EAB detection continues to grow in urban areas

EAB is an invasive pest that continues to expand and affect more communities in Wisconsin. EAB affects ash trees, which are prevalent in Wisconsin’s urban forests. Communities have been, and continue to create plans to mitigate EAB infestation. Currently, there are 268 communities with known EAB detections. Unfortunately, Wisconsin has far surpassed the former record for most municipal detections in a single year, 86 this year versus 52 in 2015.

EAB, as it continues to expand, has given us more information on community tree diversity and the rate of detection. So far 14% of the 1,853 communities (towns, villages and cities) in Wisconsin have a confirmed EAB detection, 34% of the 190 cities have detected EAB, potential due to the cities and insect pest both being most abundant in southeast Wisconsin.

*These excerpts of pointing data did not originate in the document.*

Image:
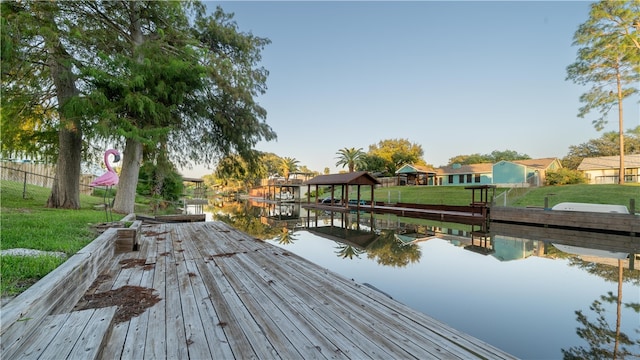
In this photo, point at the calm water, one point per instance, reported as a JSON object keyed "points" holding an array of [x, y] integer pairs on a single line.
{"points": [[517, 293]]}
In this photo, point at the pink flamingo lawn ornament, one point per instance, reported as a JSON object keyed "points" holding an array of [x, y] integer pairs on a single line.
{"points": [[108, 179]]}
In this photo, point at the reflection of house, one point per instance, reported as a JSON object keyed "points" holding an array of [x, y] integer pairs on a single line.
{"points": [[530, 172], [510, 248], [606, 169]]}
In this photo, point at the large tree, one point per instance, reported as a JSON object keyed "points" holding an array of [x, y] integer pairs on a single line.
{"points": [[150, 76], [609, 60], [606, 145], [352, 158], [38, 89], [288, 165], [494, 157], [170, 86], [397, 152]]}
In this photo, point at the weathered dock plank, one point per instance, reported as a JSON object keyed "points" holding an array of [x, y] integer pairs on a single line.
{"points": [[224, 294]]}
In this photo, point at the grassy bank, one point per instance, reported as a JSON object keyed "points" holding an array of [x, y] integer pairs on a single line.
{"points": [[26, 223]]}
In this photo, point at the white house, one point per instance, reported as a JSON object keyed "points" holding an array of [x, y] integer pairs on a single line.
{"points": [[606, 169]]}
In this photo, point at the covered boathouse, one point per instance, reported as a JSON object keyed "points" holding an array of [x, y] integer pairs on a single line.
{"points": [[343, 181]]}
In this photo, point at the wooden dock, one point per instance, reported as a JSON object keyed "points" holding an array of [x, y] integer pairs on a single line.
{"points": [[221, 294]]}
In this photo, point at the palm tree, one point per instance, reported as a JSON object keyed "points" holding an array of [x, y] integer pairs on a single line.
{"points": [[288, 166], [350, 158]]}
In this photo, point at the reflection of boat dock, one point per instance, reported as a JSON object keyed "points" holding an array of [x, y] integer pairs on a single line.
{"points": [[224, 294], [595, 240], [472, 215], [614, 223]]}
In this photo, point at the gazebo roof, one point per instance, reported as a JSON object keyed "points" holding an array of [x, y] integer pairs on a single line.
{"points": [[354, 178]]}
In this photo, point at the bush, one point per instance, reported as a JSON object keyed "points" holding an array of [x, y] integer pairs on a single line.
{"points": [[172, 186], [565, 176]]}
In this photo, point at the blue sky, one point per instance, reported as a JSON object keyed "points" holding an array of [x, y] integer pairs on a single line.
{"points": [[455, 77]]}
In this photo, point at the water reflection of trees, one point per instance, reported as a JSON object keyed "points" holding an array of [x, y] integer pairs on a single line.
{"points": [[389, 251], [347, 251], [286, 236], [247, 219], [607, 272], [604, 341]]}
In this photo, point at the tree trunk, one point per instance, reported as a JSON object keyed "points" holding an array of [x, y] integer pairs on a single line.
{"points": [[131, 161], [65, 192], [621, 129]]}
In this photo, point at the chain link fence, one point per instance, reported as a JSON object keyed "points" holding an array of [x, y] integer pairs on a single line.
{"points": [[18, 176]]}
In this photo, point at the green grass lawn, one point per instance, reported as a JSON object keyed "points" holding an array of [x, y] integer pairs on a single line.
{"points": [[27, 223]]}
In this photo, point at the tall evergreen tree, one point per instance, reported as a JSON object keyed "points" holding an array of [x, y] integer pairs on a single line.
{"points": [[609, 60]]}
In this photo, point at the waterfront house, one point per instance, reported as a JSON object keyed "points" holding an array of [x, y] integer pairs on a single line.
{"points": [[531, 172], [606, 169], [457, 174], [410, 174]]}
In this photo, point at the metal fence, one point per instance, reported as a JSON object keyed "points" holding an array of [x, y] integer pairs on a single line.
{"points": [[23, 174]]}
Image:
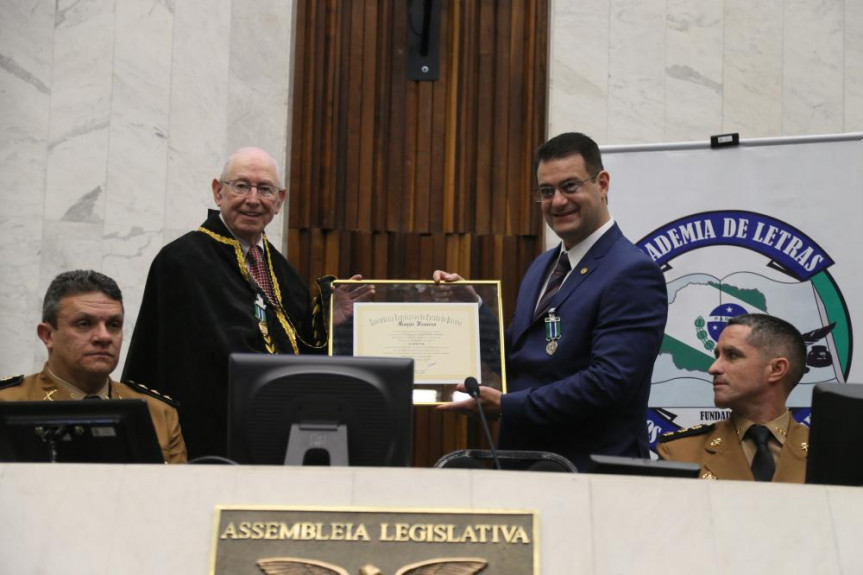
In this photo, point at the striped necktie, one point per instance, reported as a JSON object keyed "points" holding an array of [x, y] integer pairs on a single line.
{"points": [[259, 272], [554, 282]]}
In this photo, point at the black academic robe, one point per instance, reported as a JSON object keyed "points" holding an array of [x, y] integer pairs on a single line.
{"points": [[198, 308]]}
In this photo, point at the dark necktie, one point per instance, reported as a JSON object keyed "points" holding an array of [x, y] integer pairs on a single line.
{"points": [[259, 271], [763, 466], [554, 282]]}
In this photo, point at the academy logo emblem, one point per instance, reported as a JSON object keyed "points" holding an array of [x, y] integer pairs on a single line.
{"points": [[721, 264]]}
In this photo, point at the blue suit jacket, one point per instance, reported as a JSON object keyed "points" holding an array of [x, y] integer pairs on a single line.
{"points": [[591, 395]]}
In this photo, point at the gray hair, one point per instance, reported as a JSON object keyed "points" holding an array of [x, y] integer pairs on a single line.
{"points": [[227, 167]]}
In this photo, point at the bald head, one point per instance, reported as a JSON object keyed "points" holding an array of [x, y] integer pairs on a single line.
{"points": [[250, 155]]}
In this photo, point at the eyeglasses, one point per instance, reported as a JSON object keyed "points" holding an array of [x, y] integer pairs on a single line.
{"points": [[567, 188], [244, 188]]}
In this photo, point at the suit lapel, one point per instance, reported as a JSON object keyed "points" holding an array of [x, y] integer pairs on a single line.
{"points": [[535, 278], [723, 454], [532, 282]]}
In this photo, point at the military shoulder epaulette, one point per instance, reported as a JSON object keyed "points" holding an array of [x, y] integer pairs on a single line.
{"points": [[152, 393], [686, 432], [11, 381]]}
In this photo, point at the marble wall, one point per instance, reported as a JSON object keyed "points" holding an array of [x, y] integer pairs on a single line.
{"points": [[115, 115], [648, 71]]}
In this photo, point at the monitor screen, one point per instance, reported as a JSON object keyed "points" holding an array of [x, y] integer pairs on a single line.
{"points": [[835, 438], [111, 431], [619, 465], [320, 410]]}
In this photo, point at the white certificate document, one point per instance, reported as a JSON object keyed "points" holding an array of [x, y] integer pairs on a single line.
{"points": [[442, 338]]}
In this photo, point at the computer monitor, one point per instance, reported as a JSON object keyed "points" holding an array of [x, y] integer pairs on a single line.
{"points": [[111, 431], [835, 453], [320, 410]]}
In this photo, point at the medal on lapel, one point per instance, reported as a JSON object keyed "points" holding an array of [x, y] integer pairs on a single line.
{"points": [[552, 332], [261, 316]]}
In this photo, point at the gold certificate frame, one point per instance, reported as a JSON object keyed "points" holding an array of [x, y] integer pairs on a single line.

For a while, the rate of EAB detection in communities was linear, in this past year the rate has increased. Communities in Wisconsin have been creating plans to either prepare for, or treat EAB, including increasing species diversity of street trees. Preparation is an important part of EAB detection in communities. There are several grants and other EAB resources that are available to communities for EAB mitigation and treatment. It is also important to remember not to move wood from the quarantined counties and areas. With communities, Regional Urban Forestry Coordinators and forest health professionals working together, the EAB detection rate can be slowed and trees can be responsibly managed.